Coroner rules death of Wichita man after drunken fight in September a homicide
The death of a 46-year-old Wichita man in September has been ruled a homicide by the county’s coroner and medical examiner, according to the man’s autopsy report filed in Sedgwick County District Court last week.
Raul Rodriguez was found dead in a living room chair at his home on Sept. 26 — a day after he was pushed by someone during a drunken argument, fell to the ground and hit his head, his autopsy report says. A Wichita police blotter from the time shows officers logged the case as a home accident involving a fall.
Rodriguez’s autopsy report says the fall left a cut on his head. He also had a number of bruises on his scalp and tongue, a skull fracture and brain hemorrhages.
Emergency Medical Services went to his home after the altercation and suggested he go to the hospital for treatment, but Rodriguez refused, the report says.
Someone found him unresponsive in the chair the next afternoon. He was pronounced dead at the scene.
The autopsy determined Rodriguez’s cause of death to be “blunt force injuries of the head” and noted “hypertensive cardiovascular disease, chronic ethanol abuse, and cirrhosis” as other significant conditions Rodriguez had.
His manner of death is listed as “Homicide.”
The death is among those investigated by Wichita police this year but not considered what the agency calls a criminal homicide.
Criminal homicide, a new term the Wichita Police Department started using in public statements this year, does not include any death at the hands of another person that’s deemed the result of self defense or an accident.
It also doesn’t include any police-involved killings that are considered justified.
Wichita police spokesman Officer Charley Davidson said the department began using the term to be “more accurate” with the public about the nature of a killing when a crime is involved.
“There’s a difference. ... We’re just trying to be more clear,” he said.
Wichita police spokesman Kevin Wheeler said by email that the investigation involving Rodriguez’s death was presented on Oct. 7 to the Sedgwick County District Attorney’s Office, which decided against filing criminal charges in the case.

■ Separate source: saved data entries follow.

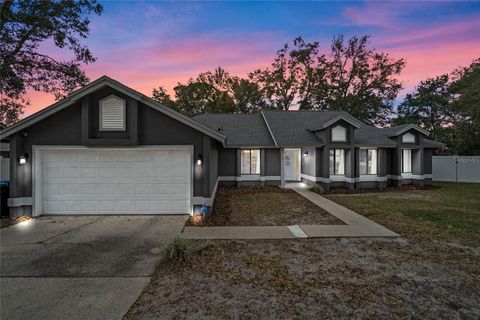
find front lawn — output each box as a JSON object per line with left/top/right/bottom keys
{"left": 187, "top": 186, "right": 342, "bottom": 226}
{"left": 326, "top": 182, "right": 480, "bottom": 247}
{"left": 126, "top": 183, "right": 480, "bottom": 320}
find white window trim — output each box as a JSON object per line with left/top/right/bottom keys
{"left": 359, "top": 149, "right": 378, "bottom": 175}
{"left": 241, "top": 149, "right": 261, "bottom": 175}
{"left": 329, "top": 149, "right": 346, "bottom": 176}
{"left": 99, "top": 94, "right": 126, "bottom": 131}
{"left": 402, "top": 149, "right": 412, "bottom": 173}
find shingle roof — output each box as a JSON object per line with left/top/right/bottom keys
{"left": 423, "top": 138, "right": 445, "bottom": 148}
{"left": 354, "top": 127, "right": 397, "bottom": 147}
{"left": 193, "top": 111, "right": 442, "bottom": 149}
{"left": 193, "top": 113, "right": 275, "bottom": 147}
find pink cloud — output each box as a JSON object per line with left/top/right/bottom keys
{"left": 22, "top": 35, "right": 277, "bottom": 117}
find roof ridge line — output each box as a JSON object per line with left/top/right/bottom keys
{"left": 260, "top": 110, "right": 278, "bottom": 147}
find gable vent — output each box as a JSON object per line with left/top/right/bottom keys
{"left": 99, "top": 95, "right": 126, "bottom": 131}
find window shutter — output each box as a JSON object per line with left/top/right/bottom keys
{"left": 100, "top": 96, "right": 126, "bottom": 131}
{"left": 402, "top": 132, "right": 415, "bottom": 143}
{"left": 331, "top": 125, "right": 347, "bottom": 142}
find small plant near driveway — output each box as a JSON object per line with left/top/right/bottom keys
{"left": 309, "top": 184, "right": 325, "bottom": 194}
{"left": 161, "top": 236, "right": 215, "bottom": 262}
{"left": 161, "top": 235, "right": 191, "bottom": 262}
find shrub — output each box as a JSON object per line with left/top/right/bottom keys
{"left": 309, "top": 184, "right": 325, "bottom": 195}
{"left": 161, "top": 235, "right": 191, "bottom": 262}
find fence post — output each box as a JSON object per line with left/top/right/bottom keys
{"left": 455, "top": 156, "right": 458, "bottom": 183}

In an emailed response to questions, D.A. Marc Bennett said that “the matter was not charged given the inability to establish all the elements of a crime.”
“When the case was presented for charging, it was clear that a pre-existing medical condition could not be ruled out as substantially contributing to the death of Mr. Rodriguez,” Bennett wrote.
As of Tuesday, the Wichita Police Department has investigated a total of 36 homicides this year, 29 of which it considers criminal. Rodriguez’s death is not included in the criminal homicide count, Wheeler said.